Note that $\;\lim\limits_{n\to\infty}n\sin\dfrac1n=1$, and remember that if $x\to 1$, $\:\ln x\sim x-1$. Thus, using Taylor's formula at order $3$,
$$\ln n\sin\dfrac1n \sim_{n\to\infty}\:n\sin\frac1n-1=n\Bigl(\frac1n-\frac1{6n^3}+o\Bigl(\frac1{n^3}\Bigr)\Bigr)-1=-\frac1{6n^2}+o\Bigl(\frac1{n^2}\Bigr) \sim_{n\to\infty}-\frac1{6n^2}, $$
which is a convergent series.
A: Taylor series of $\sin x$ is 
$$\sin x = x - \frac{x^3}{3!} + O(x^5)$$
Hence
$$\sin \frac{1}{n} = \frac{1}{n}- \frac{1}{6n^3} + O(\frac{1}{n^5})$$
So
$$n\sin \frac{1}{n} = 1- \frac{1}{6n^2} + O(\frac{1}{n^4})$$
Taylor series of $\ln$ is 
$$\ln(1+x) = x + O(x^2)$$
For $x = -\frac{1}{6n^2} + O(\frac{1}{n^4})$, we get
$$\ln(1 - \frac{1}{6n^2} + O(\frac{1}{n^4})) = -\frac{1}{6n^2} + O(\frac{1}{n^4})$$
Then you'd get a sum of convergent series since all those sums have $p > 1$ according to the p-series test.

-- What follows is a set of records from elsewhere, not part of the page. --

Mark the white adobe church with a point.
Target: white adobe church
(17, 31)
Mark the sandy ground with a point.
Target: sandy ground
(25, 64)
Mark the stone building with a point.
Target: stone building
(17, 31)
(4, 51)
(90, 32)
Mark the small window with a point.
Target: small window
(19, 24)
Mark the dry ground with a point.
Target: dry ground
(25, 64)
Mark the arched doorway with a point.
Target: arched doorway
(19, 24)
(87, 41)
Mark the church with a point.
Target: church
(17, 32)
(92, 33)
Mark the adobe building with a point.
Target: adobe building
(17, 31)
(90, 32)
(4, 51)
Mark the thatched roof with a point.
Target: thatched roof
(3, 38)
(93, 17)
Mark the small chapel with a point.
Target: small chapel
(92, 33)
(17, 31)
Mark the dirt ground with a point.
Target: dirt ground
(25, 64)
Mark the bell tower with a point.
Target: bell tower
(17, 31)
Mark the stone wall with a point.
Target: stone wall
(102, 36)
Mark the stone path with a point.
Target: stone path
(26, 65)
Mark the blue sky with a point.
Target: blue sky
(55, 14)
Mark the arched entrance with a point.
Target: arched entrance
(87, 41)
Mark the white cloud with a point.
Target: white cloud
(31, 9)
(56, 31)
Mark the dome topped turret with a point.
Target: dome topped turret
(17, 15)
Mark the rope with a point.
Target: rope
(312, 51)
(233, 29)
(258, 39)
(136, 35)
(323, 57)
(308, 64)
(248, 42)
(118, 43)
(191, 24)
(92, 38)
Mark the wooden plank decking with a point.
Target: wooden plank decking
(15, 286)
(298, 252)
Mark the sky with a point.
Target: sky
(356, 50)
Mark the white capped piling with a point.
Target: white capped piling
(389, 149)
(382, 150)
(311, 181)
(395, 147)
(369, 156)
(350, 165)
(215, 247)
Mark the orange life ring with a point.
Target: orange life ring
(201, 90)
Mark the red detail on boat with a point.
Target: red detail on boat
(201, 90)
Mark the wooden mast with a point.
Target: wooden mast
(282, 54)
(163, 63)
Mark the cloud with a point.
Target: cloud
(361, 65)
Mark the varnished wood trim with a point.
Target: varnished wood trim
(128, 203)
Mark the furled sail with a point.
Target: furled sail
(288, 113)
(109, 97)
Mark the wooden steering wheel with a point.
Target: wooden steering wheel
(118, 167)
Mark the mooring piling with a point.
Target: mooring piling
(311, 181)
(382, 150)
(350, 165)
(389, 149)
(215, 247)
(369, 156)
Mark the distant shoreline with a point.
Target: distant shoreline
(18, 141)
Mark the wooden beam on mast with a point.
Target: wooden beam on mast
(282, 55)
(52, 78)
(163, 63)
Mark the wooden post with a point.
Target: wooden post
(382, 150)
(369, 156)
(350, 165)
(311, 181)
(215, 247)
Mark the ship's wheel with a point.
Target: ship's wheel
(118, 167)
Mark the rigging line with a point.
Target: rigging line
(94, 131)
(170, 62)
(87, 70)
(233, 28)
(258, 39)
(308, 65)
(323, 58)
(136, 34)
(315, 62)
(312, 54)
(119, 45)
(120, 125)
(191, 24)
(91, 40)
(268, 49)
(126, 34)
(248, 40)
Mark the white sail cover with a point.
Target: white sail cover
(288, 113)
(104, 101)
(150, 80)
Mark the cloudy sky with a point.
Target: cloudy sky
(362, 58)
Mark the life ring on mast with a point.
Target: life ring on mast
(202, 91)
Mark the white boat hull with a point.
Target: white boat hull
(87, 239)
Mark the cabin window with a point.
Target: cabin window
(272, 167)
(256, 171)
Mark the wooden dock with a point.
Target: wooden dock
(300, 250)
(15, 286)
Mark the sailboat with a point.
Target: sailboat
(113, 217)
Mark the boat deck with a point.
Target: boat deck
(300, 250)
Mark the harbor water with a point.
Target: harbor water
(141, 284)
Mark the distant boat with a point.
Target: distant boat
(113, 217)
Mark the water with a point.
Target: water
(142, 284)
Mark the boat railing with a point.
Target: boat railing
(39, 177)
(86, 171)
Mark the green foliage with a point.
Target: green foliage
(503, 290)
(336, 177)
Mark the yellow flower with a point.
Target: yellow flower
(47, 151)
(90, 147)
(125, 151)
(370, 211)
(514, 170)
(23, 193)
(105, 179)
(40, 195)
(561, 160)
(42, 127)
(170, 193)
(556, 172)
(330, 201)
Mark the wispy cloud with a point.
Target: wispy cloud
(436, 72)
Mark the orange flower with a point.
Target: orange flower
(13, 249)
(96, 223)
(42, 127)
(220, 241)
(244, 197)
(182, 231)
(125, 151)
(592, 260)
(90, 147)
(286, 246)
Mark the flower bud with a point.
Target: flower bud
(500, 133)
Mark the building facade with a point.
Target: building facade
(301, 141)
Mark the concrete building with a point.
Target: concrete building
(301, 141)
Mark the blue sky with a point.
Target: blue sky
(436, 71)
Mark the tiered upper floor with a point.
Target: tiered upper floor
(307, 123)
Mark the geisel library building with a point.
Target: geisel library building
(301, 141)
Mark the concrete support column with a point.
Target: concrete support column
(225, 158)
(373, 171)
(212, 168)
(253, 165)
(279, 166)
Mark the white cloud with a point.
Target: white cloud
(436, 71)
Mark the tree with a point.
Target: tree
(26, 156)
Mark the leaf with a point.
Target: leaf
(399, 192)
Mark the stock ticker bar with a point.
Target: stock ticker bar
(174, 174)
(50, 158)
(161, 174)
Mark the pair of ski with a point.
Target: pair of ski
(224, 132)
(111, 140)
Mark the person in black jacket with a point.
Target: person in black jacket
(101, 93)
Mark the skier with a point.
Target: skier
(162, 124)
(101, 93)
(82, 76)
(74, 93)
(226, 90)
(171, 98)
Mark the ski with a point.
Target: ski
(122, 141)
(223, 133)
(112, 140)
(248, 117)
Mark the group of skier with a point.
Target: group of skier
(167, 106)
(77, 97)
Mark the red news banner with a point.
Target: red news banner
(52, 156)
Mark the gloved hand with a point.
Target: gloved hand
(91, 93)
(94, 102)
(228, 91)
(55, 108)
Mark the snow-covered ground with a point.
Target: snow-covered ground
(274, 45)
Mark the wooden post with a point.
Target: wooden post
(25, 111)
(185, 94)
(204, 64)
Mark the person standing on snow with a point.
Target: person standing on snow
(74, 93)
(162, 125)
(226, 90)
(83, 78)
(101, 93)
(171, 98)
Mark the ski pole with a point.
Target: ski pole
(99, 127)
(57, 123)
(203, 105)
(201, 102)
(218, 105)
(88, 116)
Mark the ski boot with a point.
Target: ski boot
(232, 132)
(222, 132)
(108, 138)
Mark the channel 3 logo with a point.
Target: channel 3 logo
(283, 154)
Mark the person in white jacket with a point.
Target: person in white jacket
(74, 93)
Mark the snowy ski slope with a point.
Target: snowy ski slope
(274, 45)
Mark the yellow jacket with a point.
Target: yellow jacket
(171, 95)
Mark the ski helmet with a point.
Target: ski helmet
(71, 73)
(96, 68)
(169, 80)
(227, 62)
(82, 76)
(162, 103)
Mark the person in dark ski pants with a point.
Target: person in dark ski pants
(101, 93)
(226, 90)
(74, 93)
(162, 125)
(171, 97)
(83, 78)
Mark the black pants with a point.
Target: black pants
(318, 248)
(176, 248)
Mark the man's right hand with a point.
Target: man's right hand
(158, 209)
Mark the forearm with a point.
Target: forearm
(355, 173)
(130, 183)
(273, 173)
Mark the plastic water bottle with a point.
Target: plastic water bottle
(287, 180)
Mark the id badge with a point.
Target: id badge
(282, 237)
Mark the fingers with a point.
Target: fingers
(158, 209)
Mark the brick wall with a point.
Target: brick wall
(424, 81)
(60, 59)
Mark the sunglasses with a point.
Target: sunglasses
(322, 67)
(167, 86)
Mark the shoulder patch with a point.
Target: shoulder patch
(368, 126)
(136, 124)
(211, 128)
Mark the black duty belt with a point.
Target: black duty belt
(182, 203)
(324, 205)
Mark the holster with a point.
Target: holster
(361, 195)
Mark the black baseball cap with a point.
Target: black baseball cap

A: Taylor's theorem tells us that $\sin x = x - \dfrac1{3!} x^3 + \dfrac1{5!} \cos(\xi) x^5$ for some $\zeta \in [0,x]$ whenever $x > 0$. Since $0 \le \cos \xi \le 1$ when $x = \dfrac1n$:
$$x - \frac1{3!} x^3 \le \sin x \le x - \frac1{3!} x^3 + \frac1{5!}x^5$$
Substituting $x = \dfrac1n$:
$$\frac1n - \frac1{3!} \frac1{n^3} \le \sin \frac1n \le \frac1n - \frac1{3!} \frac1{n^3} + \frac1{5!} \frac1{n^5}$$
Multiplying all sides by $n$:
$$1 - \frac1{3!} \frac1{n^2} \le n \sin \frac1n \le 1 - \frac1{3!} \frac1{n^2} + \frac1{5!} \frac1{n^4}$$

Applying Taylor's theorem on $\ln(1-x)$ when $x>0$:
$$\ln(1-x) = - \frac 1 {1 - \xi} x$$
for some $\xi \in [0,x]$
Therefore:
$$-\frac{x}{1-x} \le \ln(1-x) \le -x$$
That is:
$$1-\frac{1}{1-x} \le \ln(1-x) \le -x$$

Combining the above two sections:
$$\ln \left(1 - \frac1{3!} \frac1{n^2}\right) \le \ln \left( n \sin \frac1n \right) \le \ln \left(1 - \frac1{3!} \frac1{n^2} + \frac1{5!} \frac1{n^4} \right)$$
Then:
$$\frac{-1}{6n^2-1} \le \ln \left( n \sin \frac1n \right) \le - \frac1{3!} \frac1{n^2} + \frac1{5!} \frac1{n^4}$$
Applying sandwich theorem:
$$\sum_{n=1}^\infty \frac{-1}{6n^2-1} \le \sum_{n=1}^\infty \ln \left( n \sin \frac1n \right) \le \sum_{n=1}^\infty - \frac1{3!} \frac1{n^2} + \frac1{5!} \frac1{n^4}$$
and both sums can be easily shown convergent.